Happy sigh. Now that looks and feels a lot better! What does? Well, my bookcase does. Our house is full of bookcases, some orderly, some chaotic, but the one that matters (aside from the cookbook and gardening collections) is the one in my office.
This is where my reference books are, where the signed mysteries written by my friends reside, where the record of my own work sits. It’s full of books that mean something to me, books that are useful, and books that I plan to reread someday.
The trouble was that when we moved for medical reasons two years ago, someone else packed my books, as I was at the hospital helping my husband. Then when my office shelves went up, someone unpacked them for me. I will not name names. But the problem was that titles were not where a person might expect to find them. As a lapsed librarian, this bothered me. As a former bookseller, it bothered me even more. As an author in a hurry, it drove me nuts.
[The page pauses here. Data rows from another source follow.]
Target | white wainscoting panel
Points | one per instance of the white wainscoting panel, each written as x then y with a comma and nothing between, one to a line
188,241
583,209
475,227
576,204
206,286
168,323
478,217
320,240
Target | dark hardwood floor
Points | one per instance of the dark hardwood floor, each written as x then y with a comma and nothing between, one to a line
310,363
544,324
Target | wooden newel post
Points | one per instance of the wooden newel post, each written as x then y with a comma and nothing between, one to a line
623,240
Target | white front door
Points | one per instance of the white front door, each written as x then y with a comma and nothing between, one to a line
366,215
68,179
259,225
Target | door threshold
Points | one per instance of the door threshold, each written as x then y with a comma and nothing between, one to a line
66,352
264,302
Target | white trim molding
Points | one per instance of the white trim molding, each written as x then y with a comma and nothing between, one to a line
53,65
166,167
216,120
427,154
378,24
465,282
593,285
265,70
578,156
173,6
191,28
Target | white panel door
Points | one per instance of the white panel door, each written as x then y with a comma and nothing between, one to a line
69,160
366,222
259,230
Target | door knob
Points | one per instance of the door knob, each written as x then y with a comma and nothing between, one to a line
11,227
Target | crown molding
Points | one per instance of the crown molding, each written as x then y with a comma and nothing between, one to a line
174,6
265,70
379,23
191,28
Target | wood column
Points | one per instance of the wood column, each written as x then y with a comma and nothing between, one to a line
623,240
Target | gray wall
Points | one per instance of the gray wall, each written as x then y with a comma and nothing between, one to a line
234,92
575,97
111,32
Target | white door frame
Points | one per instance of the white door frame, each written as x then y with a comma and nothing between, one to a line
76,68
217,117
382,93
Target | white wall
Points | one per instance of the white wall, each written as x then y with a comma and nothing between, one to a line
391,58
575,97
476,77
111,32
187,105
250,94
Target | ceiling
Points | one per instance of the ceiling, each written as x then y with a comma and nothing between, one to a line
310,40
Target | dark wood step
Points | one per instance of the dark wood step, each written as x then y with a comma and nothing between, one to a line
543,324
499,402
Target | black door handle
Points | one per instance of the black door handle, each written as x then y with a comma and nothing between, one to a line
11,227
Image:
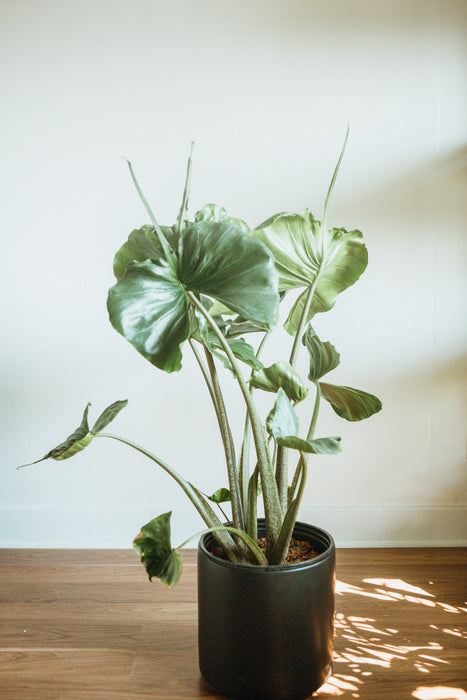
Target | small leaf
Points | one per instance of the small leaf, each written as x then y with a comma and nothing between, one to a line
239,327
108,415
323,356
82,436
351,404
156,553
142,244
282,420
74,443
221,496
321,446
241,349
214,212
281,375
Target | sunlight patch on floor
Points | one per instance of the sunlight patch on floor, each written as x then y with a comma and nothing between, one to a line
367,648
439,693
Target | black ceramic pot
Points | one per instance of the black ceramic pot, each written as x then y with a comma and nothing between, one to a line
266,632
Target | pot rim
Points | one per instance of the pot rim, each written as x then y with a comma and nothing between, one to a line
275,568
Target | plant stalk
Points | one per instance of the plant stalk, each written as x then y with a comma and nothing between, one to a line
227,441
201,505
270,494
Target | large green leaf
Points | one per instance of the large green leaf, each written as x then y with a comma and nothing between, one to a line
323,356
149,307
281,375
306,254
320,446
149,304
219,260
214,212
282,424
351,404
241,349
142,244
156,553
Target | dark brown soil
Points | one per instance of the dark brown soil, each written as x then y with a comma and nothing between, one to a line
298,551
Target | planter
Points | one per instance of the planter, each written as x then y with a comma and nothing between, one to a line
267,632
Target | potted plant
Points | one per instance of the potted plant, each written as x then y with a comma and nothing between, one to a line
265,626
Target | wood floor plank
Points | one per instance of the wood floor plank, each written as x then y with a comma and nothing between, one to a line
87,625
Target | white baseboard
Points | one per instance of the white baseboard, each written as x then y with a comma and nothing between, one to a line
116,527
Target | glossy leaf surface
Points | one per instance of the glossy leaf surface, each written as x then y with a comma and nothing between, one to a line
320,446
149,307
156,553
351,404
281,375
323,355
219,260
305,254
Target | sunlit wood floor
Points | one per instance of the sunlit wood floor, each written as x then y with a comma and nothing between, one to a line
80,624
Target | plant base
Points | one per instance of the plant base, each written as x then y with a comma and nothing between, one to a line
267,632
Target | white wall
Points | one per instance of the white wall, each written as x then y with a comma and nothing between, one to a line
266,89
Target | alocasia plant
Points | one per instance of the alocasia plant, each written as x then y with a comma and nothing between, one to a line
203,284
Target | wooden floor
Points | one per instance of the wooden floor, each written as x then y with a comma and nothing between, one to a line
78,624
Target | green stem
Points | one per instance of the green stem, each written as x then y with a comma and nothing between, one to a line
206,376
334,178
303,320
227,441
244,468
270,495
203,508
314,417
251,544
186,192
168,252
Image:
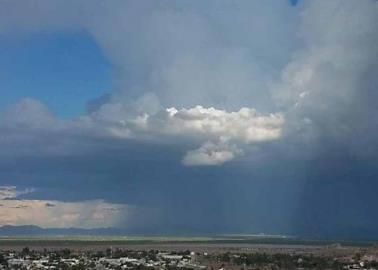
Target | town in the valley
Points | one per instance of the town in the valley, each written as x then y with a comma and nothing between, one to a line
264,258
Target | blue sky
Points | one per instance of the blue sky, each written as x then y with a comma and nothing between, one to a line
190,117
63,70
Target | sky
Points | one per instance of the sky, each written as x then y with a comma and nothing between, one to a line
190,117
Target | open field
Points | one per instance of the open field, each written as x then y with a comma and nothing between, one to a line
232,243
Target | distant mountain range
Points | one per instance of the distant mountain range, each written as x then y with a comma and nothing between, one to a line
30,230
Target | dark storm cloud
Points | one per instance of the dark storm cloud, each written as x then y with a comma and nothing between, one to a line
302,163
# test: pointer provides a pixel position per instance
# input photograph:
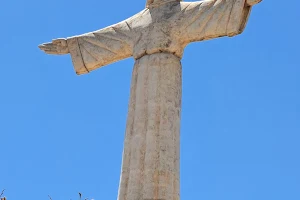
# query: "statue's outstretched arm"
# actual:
(57, 46)
(95, 49)
(214, 18)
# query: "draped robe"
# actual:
(155, 37)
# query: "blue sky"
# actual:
(61, 134)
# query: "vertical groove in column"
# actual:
(138, 138)
(151, 152)
(127, 143)
(145, 131)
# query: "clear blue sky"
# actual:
(61, 133)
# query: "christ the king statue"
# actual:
(155, 37)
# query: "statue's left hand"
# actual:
(253, 2)
(57, 46)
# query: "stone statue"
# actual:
(155, 37)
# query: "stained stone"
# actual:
(155, 38)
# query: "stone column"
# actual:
(150, 166)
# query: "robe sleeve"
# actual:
(96, 49)
(213, 18)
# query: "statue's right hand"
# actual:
(57, 46)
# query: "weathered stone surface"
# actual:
(150, 167)
(155, 37)
(164, 26)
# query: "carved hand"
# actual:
(57, 46)
(253, 2)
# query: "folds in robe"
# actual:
(96, 49)
(212, 18)
(166, 28)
Oh sure, I know the internet is full of information, but I still like to get mine from books. I became frustrated when I was writing a comic mystery play this summer and couldn’t find my very few, but extremely useful, books on writing plays.
More than missing out on the right book with the right info, I felt that some books were like old friends. I just wanted to visit them from time to time. But where were they? Not where they belonged, for sure.
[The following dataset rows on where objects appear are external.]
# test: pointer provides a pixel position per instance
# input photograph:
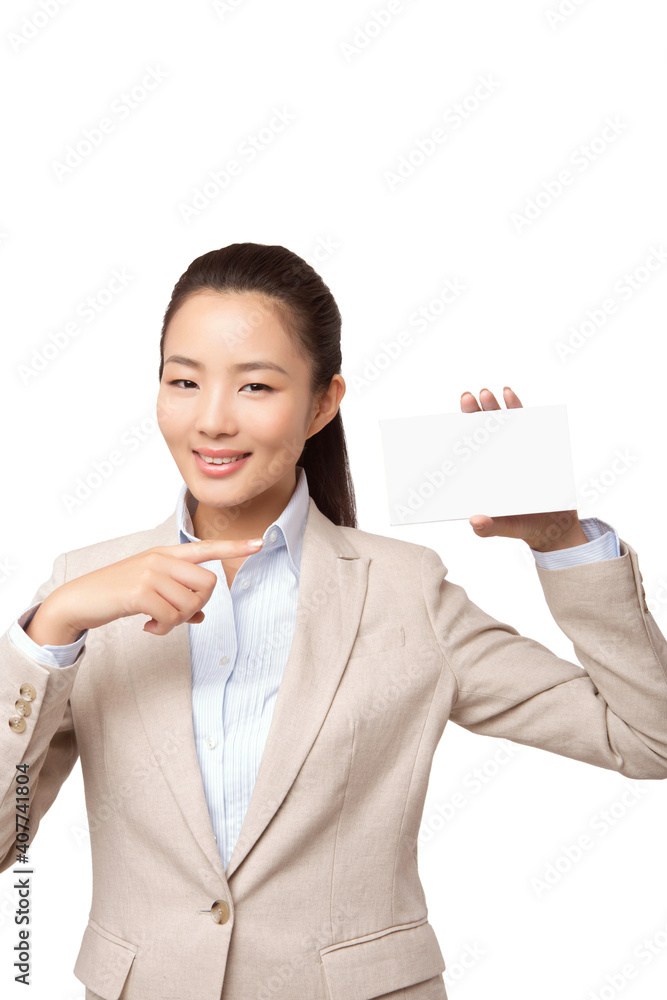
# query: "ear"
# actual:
(325, 407)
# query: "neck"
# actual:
(249, 519)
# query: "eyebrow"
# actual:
(241, 366)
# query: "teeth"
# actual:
(219, 461)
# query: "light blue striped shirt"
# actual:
(239, 652)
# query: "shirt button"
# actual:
(220, 911)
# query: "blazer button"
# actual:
(219, 910)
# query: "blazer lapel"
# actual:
(332, 587)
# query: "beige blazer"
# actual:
(322, 899)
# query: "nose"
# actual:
(215, 415)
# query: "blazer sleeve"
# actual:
(47, 743)
(612, 713)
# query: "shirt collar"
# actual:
(290, 524)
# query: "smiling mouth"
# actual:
(222, 461)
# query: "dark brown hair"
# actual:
(312, 321)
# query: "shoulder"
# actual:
(384, 548)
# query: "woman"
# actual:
(330, 656)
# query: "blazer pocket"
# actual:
(104, 961)
(382, 962)
(378, 641)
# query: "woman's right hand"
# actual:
(163, 582)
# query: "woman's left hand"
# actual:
(545, 531)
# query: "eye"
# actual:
(258, 385)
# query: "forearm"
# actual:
(48, 628)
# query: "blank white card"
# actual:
(450, 466)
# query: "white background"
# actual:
(323, 181)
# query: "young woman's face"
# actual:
(209, 402)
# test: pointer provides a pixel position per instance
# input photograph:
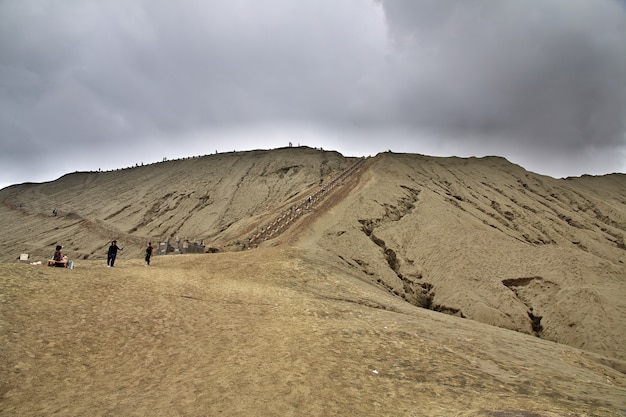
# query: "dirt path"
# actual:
(267, 332)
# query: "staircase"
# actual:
(289, 216)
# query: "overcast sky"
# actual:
(92, 84)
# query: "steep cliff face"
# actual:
(218, 199)
(478, 238)
(486, 240)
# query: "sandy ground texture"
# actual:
(340, 314)
(269, 332)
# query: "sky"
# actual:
(90, 84)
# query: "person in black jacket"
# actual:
(112, 254)
(148, 253)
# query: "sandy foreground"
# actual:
(269, 332)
So this week with the launch out of the way, the synopsis for the next book delivered, the deadline for the book itself still comfortably in the future, I was able to find the time to put things in order. I don’t mean cataloged or even in alphabetical order. Nor do I mean organized by height or color. All I want is for my books to be sitting on a shelf with other books on the same or similar topics.
In my office, every book has a reason to be there. I remember when I bought some of them, back when I was starting to write. Others were gifts or books that changed my life in some way. The Agatha Christie reference books, the Dorothy L. Sayers novels and the collection of Rex Stout’s Nero Wolfe mysteries are earning their keep in the book collector series. Others are books on organizing from the days of my Charlotte Adams organizing mysteries.
There are guides, maps and Italian phrase books from the trip to Italy to research The Dead Don’t Get Out Much, my fifth Camilla MacPhee mystery.
A few titles deal with ADD, but don’t let me get distracted.
If you are writing mysteries, you need to find out about the strangest things, for instance: How to Cheat at Everything, a goldmine for the book collector mysteries as is Caring For Books and Documents, a British Museum publication. There are three baby name books, all well-thumbed. I love them because they give the meanings of each name and also the most popular names for boys and for girls for each decade, in the USA, in the UK and in Canada. It’s so important not to have an eighty year old Candee!
One of the wonderful things that came out of the reorganizing was locating books that I’d been looking for or missing. I was thrilled to find The Ugly Dachshund, a gift from a friend who knew I loved wiener dogs. It’s one of my favorite books of all time. I keep buying copies to give away. Then I turned up Anne of Green Gables, a gift when I finished fourth grade.
The book I find most irresistible? Nuttall’s Bijou Pronouncing Dictionary of the English Language, not quite four inches high, a treasure from my husband.
There I am, rambling on about the books I am so fond of. Consider that you’ve had a close call that I don’t mention them all, because I could go on. But enough about me and my shelves, what’s on your bookshelf that brings you laughter and tears or brings back memories? Are you organized or serendipitous? I know I’m going to love your answers!